Hmm...I'm obviously having trouble with the way I'm blogging, so I'll try changing it. In particular, I'll put posts that are even less well-organized than those I'd been doing. For example, this one.

When I talk about Cicero's "Endless money forms the sinews of war" (Philippics) in the context of this particular Long War, I'm not mainly thinking about us, the US of A; I'm thinking about our friends and our foes within the Gap. The good guys and the bad guys are both poor by our standards; we want the bad guys to run out of money fast, and we want the good guys to get more and more of it.

So where do the bad guys get money?
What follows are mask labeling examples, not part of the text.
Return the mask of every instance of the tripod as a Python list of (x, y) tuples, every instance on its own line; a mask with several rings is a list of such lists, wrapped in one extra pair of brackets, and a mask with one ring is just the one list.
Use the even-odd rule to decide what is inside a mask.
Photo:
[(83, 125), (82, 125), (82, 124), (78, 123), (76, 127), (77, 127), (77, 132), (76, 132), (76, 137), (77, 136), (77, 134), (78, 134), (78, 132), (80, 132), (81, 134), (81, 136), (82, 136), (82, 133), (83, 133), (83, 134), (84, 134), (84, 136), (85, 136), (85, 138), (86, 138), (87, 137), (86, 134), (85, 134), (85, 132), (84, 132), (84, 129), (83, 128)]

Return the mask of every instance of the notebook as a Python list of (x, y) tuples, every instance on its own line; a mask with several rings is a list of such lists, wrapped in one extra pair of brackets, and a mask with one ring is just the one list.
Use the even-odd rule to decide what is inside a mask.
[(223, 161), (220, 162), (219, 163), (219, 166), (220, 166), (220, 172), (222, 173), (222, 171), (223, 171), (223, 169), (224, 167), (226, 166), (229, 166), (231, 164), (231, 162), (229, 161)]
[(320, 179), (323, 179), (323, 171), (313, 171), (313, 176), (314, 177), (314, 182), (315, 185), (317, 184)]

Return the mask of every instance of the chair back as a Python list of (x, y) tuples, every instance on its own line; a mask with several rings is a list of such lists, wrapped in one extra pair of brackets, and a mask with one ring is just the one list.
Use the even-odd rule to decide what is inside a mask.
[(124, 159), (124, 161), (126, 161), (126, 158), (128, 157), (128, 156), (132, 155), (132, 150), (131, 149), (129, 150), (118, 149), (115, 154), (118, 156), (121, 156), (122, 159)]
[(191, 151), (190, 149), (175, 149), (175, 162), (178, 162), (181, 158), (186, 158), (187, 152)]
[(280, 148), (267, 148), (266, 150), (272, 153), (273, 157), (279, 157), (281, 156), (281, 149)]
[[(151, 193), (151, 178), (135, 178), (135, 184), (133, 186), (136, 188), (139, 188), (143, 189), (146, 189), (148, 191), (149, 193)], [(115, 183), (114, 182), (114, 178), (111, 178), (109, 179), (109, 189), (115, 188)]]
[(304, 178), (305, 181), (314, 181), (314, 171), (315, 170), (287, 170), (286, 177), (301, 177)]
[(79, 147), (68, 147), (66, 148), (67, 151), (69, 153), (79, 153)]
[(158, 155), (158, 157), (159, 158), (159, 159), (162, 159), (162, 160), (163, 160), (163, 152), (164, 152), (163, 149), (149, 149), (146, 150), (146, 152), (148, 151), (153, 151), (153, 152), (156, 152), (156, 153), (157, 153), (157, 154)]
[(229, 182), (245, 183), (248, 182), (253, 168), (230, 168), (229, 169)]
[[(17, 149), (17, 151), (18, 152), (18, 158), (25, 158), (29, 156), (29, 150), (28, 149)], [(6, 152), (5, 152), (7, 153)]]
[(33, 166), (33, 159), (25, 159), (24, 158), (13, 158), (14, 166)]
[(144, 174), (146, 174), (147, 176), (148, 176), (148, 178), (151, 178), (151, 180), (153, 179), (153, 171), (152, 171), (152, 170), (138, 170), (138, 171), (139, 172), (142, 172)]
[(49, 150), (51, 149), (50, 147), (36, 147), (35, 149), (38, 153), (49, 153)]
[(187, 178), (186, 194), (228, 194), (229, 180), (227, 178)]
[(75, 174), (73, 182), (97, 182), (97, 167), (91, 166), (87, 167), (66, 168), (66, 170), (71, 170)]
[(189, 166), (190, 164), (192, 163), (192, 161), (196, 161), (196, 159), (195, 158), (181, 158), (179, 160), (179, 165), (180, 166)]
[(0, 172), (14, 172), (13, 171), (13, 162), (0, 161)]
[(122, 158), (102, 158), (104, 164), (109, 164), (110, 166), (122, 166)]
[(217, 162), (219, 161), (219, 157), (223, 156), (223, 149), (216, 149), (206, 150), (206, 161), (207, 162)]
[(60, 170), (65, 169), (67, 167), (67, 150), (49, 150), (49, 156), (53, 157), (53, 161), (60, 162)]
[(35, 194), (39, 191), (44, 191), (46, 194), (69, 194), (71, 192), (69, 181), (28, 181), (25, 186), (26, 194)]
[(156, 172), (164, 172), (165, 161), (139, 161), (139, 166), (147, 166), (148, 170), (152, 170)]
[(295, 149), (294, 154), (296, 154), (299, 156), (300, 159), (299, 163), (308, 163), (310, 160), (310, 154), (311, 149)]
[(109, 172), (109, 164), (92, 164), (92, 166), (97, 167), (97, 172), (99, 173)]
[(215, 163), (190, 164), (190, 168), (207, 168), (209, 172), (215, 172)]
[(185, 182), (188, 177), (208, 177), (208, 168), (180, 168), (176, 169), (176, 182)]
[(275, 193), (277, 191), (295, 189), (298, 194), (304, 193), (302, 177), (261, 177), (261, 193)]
Oil is a biggie here in the Arab areas and in Iran, but payment to our enemies is very indirect because oil is "fungible", it comes from many places into a world market and from the world market to consumers all over. You pay for gas, Saudi Arabia and Russia and Venezuela and Alaska all benefit, a bit of the benefit goes to charitable causes which turn out to be Bad Guy causes. If you conserve, you bear a probably-substantial cost which reduces the price of oil a tiny tiny bit, if you're lucky. Can we conserve our way to victory? No, almost certainly not -- but we can work to make the current oil technologies obsolete. A tax on traditionally-produced oil would push wind and solar and oil shale and tar sand and biodiesel technologies, thus reducing the oil demand from Asia and Africa and Europe as well as the US. (I would offset that tax, which would tend to be regressive, with a reduction to or elimination of the payroll tax, which was a terrible idea anyway.) And I'd give prizes for new energy-storage technologies; not just batteries but hydrogen (high-temp electrolysis, whatever) and ammonia fuel and compressed air underground and so on, but I have more hope for batteries, mostly.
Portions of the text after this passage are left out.